I was getting too old for this. Only two years away from forty, but I might as well be seventy-five. I wouldn't live that long.

I pressed my boot onto his knee and bore down on him. The entirety of my 250-pound frame dislocated his knee cap within seconds. The piercing shriek of pure agony filled the abandoned alley, but no one was around to hear him.

No one but me.

“I’m asking again, Malachi. The twins didn’t supply your last three shipments, and the family hasn’t sanctioned their distribution. Who supplied the guns?”

I held my boot over his other knee, the actual threat hanging in the fetid air of a dry mountain night. Malachi stared at me through vengeful eyes, but still he said nothing.

I had to admire his ability to look death in the face with such outward hatred. His arrogance reminded me of my brother, another raging man who also chose to lose his life than admit defeat.

I could admire the tenacity, but the misplaced skill wouldn’t be doing him any favors tonight.

I cocked my trusty Glock—not the FBI issued handgun currently tucked safely in my sedan, but the pistol I had been gifted on my fifteenth birthday—and pressed the butt of the silencer into the bleeding man’s temple.

“You broke our agreement, Malachi. Do you know what Antonio does to people foolish enough to cross him? My brothers are sadists, but he—he is the devil himself.”

The sniveling, shivering sack of shit was going into shock, his body violently shaking against the cool metal pressed against his skin. The combination of fear and excess adrenaline coursed through his veins as potent as the strongest opiate.

I had been conditioned against this kind of biological response by the time I was twelve. Fear made the most seasoned soldier a liability—and the Carlos Cartel didn’t make allowances for liabilities. Even from the little boys they trained to become men.

I pressed the barrel deeper into his sweating skin.

“Your guns killed that ten-year-old boy last week, you sick fuck. Your guns murdered his mother and maimed his brother. Who should I hold responsible for this, Malachi? You? Or your supplier?” I lightly pressured the trigger; it clicked ominously.

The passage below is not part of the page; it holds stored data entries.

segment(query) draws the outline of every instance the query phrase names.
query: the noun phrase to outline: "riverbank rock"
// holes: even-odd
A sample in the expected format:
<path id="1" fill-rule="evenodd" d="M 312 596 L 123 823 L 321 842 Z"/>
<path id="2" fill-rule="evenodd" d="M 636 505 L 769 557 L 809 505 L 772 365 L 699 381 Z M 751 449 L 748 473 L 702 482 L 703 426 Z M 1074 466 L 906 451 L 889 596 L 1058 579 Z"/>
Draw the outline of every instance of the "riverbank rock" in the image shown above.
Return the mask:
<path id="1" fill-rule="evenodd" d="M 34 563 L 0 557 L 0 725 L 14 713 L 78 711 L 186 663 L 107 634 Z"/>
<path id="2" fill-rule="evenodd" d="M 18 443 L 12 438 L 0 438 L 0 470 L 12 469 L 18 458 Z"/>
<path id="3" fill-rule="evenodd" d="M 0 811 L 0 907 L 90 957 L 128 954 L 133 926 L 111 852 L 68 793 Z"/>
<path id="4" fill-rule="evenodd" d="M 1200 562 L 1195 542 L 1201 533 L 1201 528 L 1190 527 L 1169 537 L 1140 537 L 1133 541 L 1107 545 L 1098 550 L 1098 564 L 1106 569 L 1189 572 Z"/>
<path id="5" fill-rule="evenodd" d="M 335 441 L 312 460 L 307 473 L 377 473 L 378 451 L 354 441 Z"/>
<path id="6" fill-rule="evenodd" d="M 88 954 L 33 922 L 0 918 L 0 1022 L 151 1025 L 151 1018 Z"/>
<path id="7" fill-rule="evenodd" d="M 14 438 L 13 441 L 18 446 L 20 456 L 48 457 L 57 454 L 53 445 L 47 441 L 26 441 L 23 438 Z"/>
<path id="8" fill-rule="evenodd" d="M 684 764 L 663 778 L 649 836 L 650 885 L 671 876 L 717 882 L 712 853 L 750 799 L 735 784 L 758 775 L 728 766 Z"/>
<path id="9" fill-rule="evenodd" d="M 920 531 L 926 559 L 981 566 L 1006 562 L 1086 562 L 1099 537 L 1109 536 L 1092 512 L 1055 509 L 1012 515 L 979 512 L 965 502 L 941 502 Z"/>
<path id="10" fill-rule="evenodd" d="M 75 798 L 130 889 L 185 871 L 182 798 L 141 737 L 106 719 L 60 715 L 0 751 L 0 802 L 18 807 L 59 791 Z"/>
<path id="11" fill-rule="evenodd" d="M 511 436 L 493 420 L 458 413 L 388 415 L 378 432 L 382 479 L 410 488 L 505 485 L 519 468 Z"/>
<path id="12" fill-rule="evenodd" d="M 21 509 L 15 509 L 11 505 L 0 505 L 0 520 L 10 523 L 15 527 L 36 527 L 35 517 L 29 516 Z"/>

Malachi choked on a desperate sob before succumbing to the inevitable.

“Al-al-varez.”

Finally.

I took one last look at the sorry fuck who’d been brash enough to cross the family and shot a bullet into his brain. He fell to the pavement in a slump.

A soothing cold slid through my veins like it always did when I took a life. Malachi Levi was not a good man, and the sorry stain of his sad existence wouldn’t bring me nightmares tonight.

I took out a silk handkerchief from my trousers and rubbed it over Old Faithful meticulously before dabbing at the splatter of blood that had misted my cheeks and collar.

My fingers flew as I sent a text to the waiting clean-up crew. Before leaving the alleyway for the warmth of my Land Rover, I took one last look at the oozing corpse at my feet.